The photo shows quite recent results of the search for controlled synthesis of nanoclusters using the above-mentioned statistical mesoscopic model. There you can see the forms of individual elements of the chain: an elongated facet cluster (Fig. 1), a pyramidal-like "drop" surrounded by six sides (Fig. 2), flat diamond-like formation (Fig. 3). Along with the theoretical results is presented for comparing the images of the same elements obtained in real experiments on a tunneling electron microscope. It is seen that the simulation results coincide well with the results of experiments.

I may note that in my models calculations are made for 700 thousand atoms. In this case, this was quite enough - the various effects are observed very well. But in models of growth of colloidal particles, calculations were made for 3 million atoms.

The simulation is performed on two 8-core computers with gigantic RAM located at Clarkson University. To get cluster images that are presented here, computers had been working for more than two months in a row.

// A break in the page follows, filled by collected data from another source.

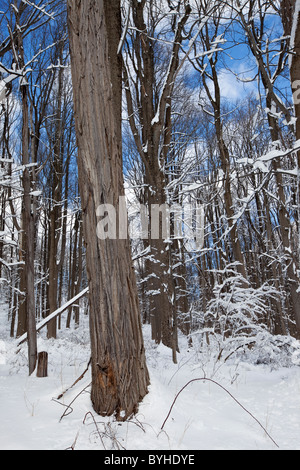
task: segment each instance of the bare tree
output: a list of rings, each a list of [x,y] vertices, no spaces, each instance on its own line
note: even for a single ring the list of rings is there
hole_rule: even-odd
[[[277,39],[279,46],[275,49],[269,47],[269,39],[266,38],[266,21],[268,14],[276,11],[276,2],[265,2],[263,5],[257,0],[249,0],[241,5],[239,0],[236,0],[237,17],[242,25],[249,49],[253,54],[257,63],[258,74],[261,79],[263,91],[265,93],[265,102],[267,110],[267,119],[269,123],[270,136],[274,150],[287,149],[289,141],[283,138],[282,125],[280,123],[280,116],[284,116],[286,122],[291,127],[291,111],[289,106],[286,105],[280,98],[276,90],[276,80],[282,76],[286,68],[289,52],[289,40],[287,38]],[[282,2],[281,5],[284,9],[282,13],[283,31],[288,32],[291,26],[291,7],[289,2]],[[280,10],[277,11],[280,12]],[[296,33],[296,31],[295,31]],[[297,37],[295,35],[295,47],[297,48]],[[297,54],[295,54],[297,57]],[[293,75],[295,73],[295,75]],[[291,67],[291,77],[297,76],[297,59]],[[298,153],[299,154],[299,153]],[[277,194],[279,200],[278,207],[278,221],[280,236],[285,256],[285,271],[286,271],[286,292],[289,297],[291,305],[292,317],[297,325],[297,334],[300,334],[300,297],[298,292],[299,277],[297,275],[297,259],[295,253],[291,250],[290,227],[291,222],[289,218],[289,209],[286,200],[284,178],[281,172],[282,158],[279,152],[272,159],[272,169],[274,171]]]
[[[199,12],[203,9],[207,12],[209,2],[201,1],[198,5]],[[237,271],[247,279],[245,262],[241,249],[240,239],[238,236],[237,220],[233,204],[233,189],[231,182],[231,162],[230,151],[225,139],[224,123],[221,106],[221,88],[218,74],[218,61],[220,55],[220,41],[224,31],[220,31],[222,27],[222,17],[224,15],[223,8],[220,6],[212,15],[211,21],[206,23],[200,33],[201,48],[197,51],[195,48],[195,60],[192,61],[193,66],[201,74],[203,87],[207,94],[212,111],[210,115],[213,118],[215,133],[217,138],[218,152],[220,155],[221,169],[223,172],[224,185],[224,206],[228,222],[229,240],[232,251],[233,260],[238,263]],[[221,33],[221,34],[220,34]],[[205,54],[201,54],[201,51]],[[198,55],[199,54],[199,55]],[[206,61],[207,55],[207,61]],[[209,116],[210,117],[210,116]]]
[[[172,94],[181,66],[180,50],[185,38],[191,6],[186,0],[175,8],[168,2],[132,2],[131,36],[126,42],[123,73],[127,101],[128,121],[143,165],[143,199],[148,206],[149,233],[146,243],[150,255],[145,262],[152,337],[173,350],[177,348],[176,309],[172,281],[170,251],[162,233],[153,236],[152,208],[168,201],[166,165],[172,135]],[[159,50],[160,22],[164,9],[174,13],[168,31],[168,46],[162,52],[164,66],[157,66],[155,52]],[[161,11],[162,10],[162,11]],[[161,31],[161,37],[163,33]],[[171,44],[169,44],[171,42]],[[166,52],[167,51],[167,52]],[[161,70],[163,73],[161,74]],[[157,70],[158,69],[158,70]],[[170,250],[172,246],[168,247]]]
[[[13,44],[13,59],[18,70],[25,71],[25,57],[23,36],[21,33],[20,13],[16,12],[16,28],[17,34],[12,38]],[[23,185],[23,210],[22,210],[22,256],[24,267],[21,274],[21,286],[25,292],[23,301],[23,319],[26,325],[28,334],[28,361],[29,361],[29,374],[32,374],[37,360],[37,335],[36,335],[36,320],[35,320],[35,292],[34,292],[34,258],[35,258],[35,245],[34,245],[34,217],[32,206],[34,204],[34,197],[31,195],[33,187],[32,181],[34,179],[34,166],[31,166],[30,150],[29,150],[29,95],[28,83],[26,77],[21,78],[20,82],[21,103],[22,103],[22,164],[24,165],[22,185]]]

The students of the FMF Volodymyr Tereshchuk (6th year) and Andriy Moroz (4th year) assisted me in these studies. The obtained results will help to reveal the mechanisms of influence of various physical factors on processes and allow to find desired control methods of nanoprocesses.

But our current tasks are unconditioned only be nanophysics issues. V. Tereshchuk participates in studies of acoustic metamaterials in Imperial College London, which, oddly surprising, realize the classical analogues of quantum phenomena. The simulation of biological processes stands on a front burner. We will try to determine the role of some factors in the Alzheimer's disease development together with Cornell University. If these factors are the result of the disease or the result of the defense reaction of immune system to its development is yet to be seen.

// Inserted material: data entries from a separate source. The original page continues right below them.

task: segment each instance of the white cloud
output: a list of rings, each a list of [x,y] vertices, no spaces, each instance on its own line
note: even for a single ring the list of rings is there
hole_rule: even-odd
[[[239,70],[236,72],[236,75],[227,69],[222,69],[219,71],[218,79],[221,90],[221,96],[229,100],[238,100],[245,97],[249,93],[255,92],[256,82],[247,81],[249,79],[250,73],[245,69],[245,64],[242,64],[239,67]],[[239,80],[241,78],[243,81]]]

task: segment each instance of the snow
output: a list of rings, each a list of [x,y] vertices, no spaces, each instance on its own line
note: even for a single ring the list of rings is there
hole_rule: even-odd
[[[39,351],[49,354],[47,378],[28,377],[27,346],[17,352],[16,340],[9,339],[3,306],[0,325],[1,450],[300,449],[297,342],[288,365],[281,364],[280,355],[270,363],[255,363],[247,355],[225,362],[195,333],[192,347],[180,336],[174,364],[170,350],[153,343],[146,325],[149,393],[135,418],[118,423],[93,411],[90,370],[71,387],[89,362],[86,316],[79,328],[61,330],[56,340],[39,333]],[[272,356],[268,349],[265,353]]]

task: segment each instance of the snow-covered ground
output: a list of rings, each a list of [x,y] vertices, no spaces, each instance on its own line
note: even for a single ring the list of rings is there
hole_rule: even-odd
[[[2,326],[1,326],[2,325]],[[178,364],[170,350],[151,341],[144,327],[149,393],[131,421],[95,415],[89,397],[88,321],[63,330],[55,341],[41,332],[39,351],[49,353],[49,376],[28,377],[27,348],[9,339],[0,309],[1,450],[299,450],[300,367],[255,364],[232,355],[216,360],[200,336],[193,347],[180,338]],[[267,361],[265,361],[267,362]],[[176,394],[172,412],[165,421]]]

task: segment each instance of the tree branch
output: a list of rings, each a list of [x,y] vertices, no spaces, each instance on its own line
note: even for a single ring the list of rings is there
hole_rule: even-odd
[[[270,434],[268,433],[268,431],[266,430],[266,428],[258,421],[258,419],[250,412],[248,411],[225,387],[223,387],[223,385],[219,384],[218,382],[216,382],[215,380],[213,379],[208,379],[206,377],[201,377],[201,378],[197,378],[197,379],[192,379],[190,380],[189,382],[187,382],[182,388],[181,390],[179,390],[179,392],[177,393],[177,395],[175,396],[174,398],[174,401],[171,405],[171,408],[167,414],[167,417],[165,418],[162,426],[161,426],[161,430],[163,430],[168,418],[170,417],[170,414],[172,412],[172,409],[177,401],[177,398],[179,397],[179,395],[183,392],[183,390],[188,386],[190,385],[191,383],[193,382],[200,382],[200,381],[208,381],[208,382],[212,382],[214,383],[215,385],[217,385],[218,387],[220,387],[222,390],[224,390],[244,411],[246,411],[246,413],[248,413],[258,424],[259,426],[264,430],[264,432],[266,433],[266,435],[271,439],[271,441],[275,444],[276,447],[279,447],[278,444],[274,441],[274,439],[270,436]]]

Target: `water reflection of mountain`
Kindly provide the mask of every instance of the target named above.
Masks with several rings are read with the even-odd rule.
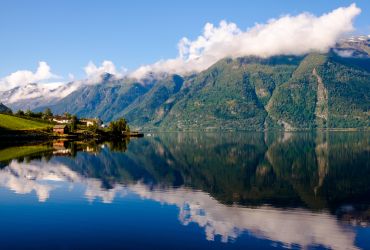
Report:
[[[128,142],[58,144],[53,157],[45,152],[42,157],[99,179],[105,189],[140,181],[202,190],[224,204],[334,212],[341,204],[370,202],[369,138],[366,133],[338,132],[161,134],[134,140],[128,150]]]
[[[368,145],[363,133],[178,134],[133,142],[126,155],[154,183],[200,189],[225,204],[334,210],[368,202]]]
[[[40,201],[59,181],[82,183],[88,200],[108,203],[134,192],[176,205],[180,221],[204,227],[210,240],[248,230],[288,246],[355,249],[354,232],[337,219],[370,221],[366,133],[161,134],[127,143],[56,143],[54,153],[7,161],[0,185]]]

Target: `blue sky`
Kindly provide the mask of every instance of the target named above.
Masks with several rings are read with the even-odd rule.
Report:
[[[207,22],[234,22],[240,29],[282,15],[322,15],[353,1],[38,1],[0,2],[0,77],[46,61],[53,73],[84,75],[89,61],[111,60],[134,70],[178,54],[177,43],[196,39]],[[370,34],[370,1],[358,1],[362,13],[356,32]]]

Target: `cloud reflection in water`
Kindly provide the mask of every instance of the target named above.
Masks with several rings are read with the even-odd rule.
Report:
[[[209,194],[187,188],[152,188],[138,181],[128,186],[115,185],[105,189],[95,178],[87,178],[68,166],[46,161],[19,163],[12,161],[0,170],[0,185],[17,194],[36,192],[45,202],[53,190],[62,187],[59,182],[83,184],[85,198],[92,202],[100,198],[111,203],[118,195],[134,193],[141,199],[179,208],[183,225],[196,223],[204,228],[206,238],[221,236],[223,242],[235,240],[242,232],[255,237],[280,242],[287,247],[299,245],[307,248],[321,245],[332,249],[357,249],[355,233],[327,212],[313,213],[306,209],[281,209],[271,206],[248,208],[224,205]]]

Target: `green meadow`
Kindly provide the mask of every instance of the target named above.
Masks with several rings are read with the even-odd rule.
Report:
[[[6,130],[43,130],[51,127],[50,123],[28,120],[13,115],[0,114],[0,128]]]

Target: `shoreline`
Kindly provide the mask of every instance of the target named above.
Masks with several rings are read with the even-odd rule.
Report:
[[[0,130],[0,138],[1,139],[19,139],[19,140],[56,140],[56,139],[66,139],[66,140],[115,140],[115,139],[123,139],[127,137],[144,137],[144,133],[142,132],[126,132],[123,133],[122,136],[115,136],[109,133],[103,134],[82,134],[82,133],[75,133],[75,134],[51,134],[44,131],[29,131],[29,130]]]

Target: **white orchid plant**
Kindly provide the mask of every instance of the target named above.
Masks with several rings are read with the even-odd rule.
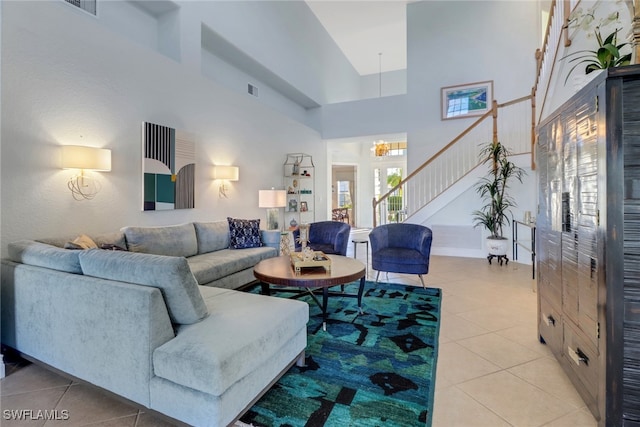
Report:
[[[591,39],[595,36],[598,43],[598,49],[596,50],[579,50],[577,52],[570,53],[562,59],[572,58],[569,62],[574,63],[573,67],[567,73],[565,84],[569,79],[569,76],[578,66],[586,64],[584,72],[589,74],[596,70],[603,70],[611,67],[620,67],[622,65],[629,65],[631,63],[631,53],[622,53],[629,43],[618,44],[618,33],[622,30],[622,24],[620,22],[620,13],[614,11],[607,16],[596,19],[596,9],[599,5],[597,1],[592,7],[583,10],[581,7],[577,7],[569,18],[565,28],[575,28],[582,30],[586,33],[587,38]],[[616,4],[621,3],[616,1]],[[606,37],[602,35],[605,32]],[[629,47],[630,48],[630,47]]]

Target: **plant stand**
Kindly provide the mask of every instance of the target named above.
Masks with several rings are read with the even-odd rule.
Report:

It should be noted that medicine is more closely interwoven with physics. In our 2016 study (Gorshkov V., Privman V., Libert S. Physica A: Statistical Mechanics and its Applications, November 2016, pp. 207-216) the dynamics of percolation properties of living tissue was investigated. Uncluttered, I may say that the unfolding results astouned me personally with the infinite connections of various factors in the living organism I was clueless to. For example, we did not focus on the role of so-called senescence cells (cells are incapable to devide, i.e. permanent cell). All of a sudden, a mathematical model generated an unknown result for so long. A world-famous group of biologists in real experiments with mice (Baker, D. J. et al., Nature 530, 184-189, 2016) discovered the result alongside us.

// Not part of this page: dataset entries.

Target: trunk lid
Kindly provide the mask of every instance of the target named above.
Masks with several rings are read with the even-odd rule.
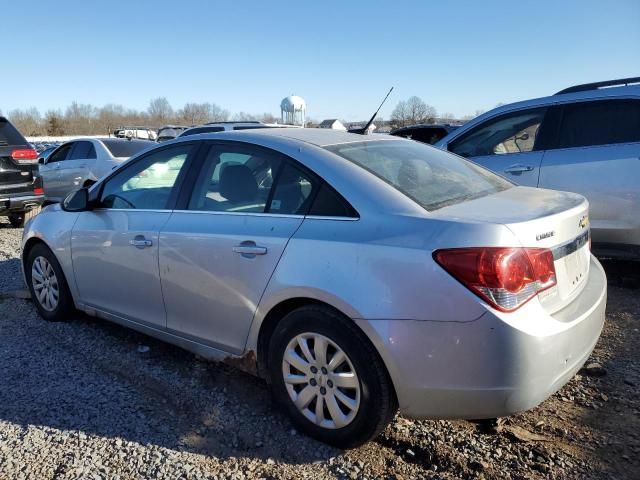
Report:
[[[549,313],[570,303],[589,277],[589,204],[581,195],[514,187],[442,208],[433,215],[502,224],[522,247],[550,249],[557,285],[538,294],[542,306]]]
[[[29,190],[36,162],[18,164],[11,153],[18,148],[31,148],[22,134],[4,117],[0,117],[0,195]]]

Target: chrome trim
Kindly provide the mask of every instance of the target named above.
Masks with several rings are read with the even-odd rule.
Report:
[[[573,252],[586,245],[589,242],[589,234],[590,230],[587,230],[586,232],[578,235],[573,240],[570,240],[567,243],[553,248],[551,250],[551,253],[553,254],[553,260],[560,260],[561,258],[564,258],[567,255],[571,255]]]
[[[24,197],[38,198],[38,197]],[[357,222],[360,217],[326,217],[316,215],[290,215],[284,213],[258,213],[258,212],[213,212],[206,210],[169,210],[169,209],[153,209],[153,208],[94,208],[94,212],[152,212],[152,213],[193,213],[205,215],[234,215],[234,216],[251,216],[251,217],[280,217],[280,218],[306,218],[308,220],[338,220],[344,222]]]
[[[28,174],[29,172],[26,172],[26,173]],[[31,185],[33,185],[33,182],[12,183],[8,185],[0,185],[0,190],[10,190],[12,188],[29,187]]]

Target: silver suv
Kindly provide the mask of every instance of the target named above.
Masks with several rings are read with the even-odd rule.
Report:
[[[436,146],[520,185],[584,195],[594,253],[640,260],[640,77],[495,108]]]

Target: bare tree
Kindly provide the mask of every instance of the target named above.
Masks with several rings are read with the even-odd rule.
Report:
[[[11,110],[7,116],[16,128],[27,137],[40,135],[44,131],[40,112],[35,107],[26,110]]]
[[[405,127],[407,125],[407,102],[400,100],[396,108],[391,112],[391,123],[395,127]]]
[[[396,127],[405,127],[416,123],[434,123],[436,109],[427,105],[415,95],[408,100],[401,100],[391,112],[391,123]]]
[[[149,113],[149,119],[158,125],[169,122],[173,117],[173,108],[171,108],[167,97],[158,97],[151,100],[147,112]]]
[[[44,114],[47,135],[58,136],[64,135],[63,117],[60,110],[48,110]]]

To this end, I will mention my post-graduate student between 2002 to 2004 Oleksandr Zalalov. He successfully bridged over the difficulties of plasma phenomena simulation in focused ion beams lenses with high current. He is now working in the United States for the group of mathematical simulation of the worldwide renowned company "Merck", where he investigates the chemical properties of future medication, and the peculiarities of their transport in the body and many more by methods of numerical simulation. This rewarding career is not the solitary example. Therefore, our graduates have a good chance of professional becoming. But this chance is fighting one. Programming is just a tool. One should face physics, chemistry, mathematics and goodness knows what else... All life.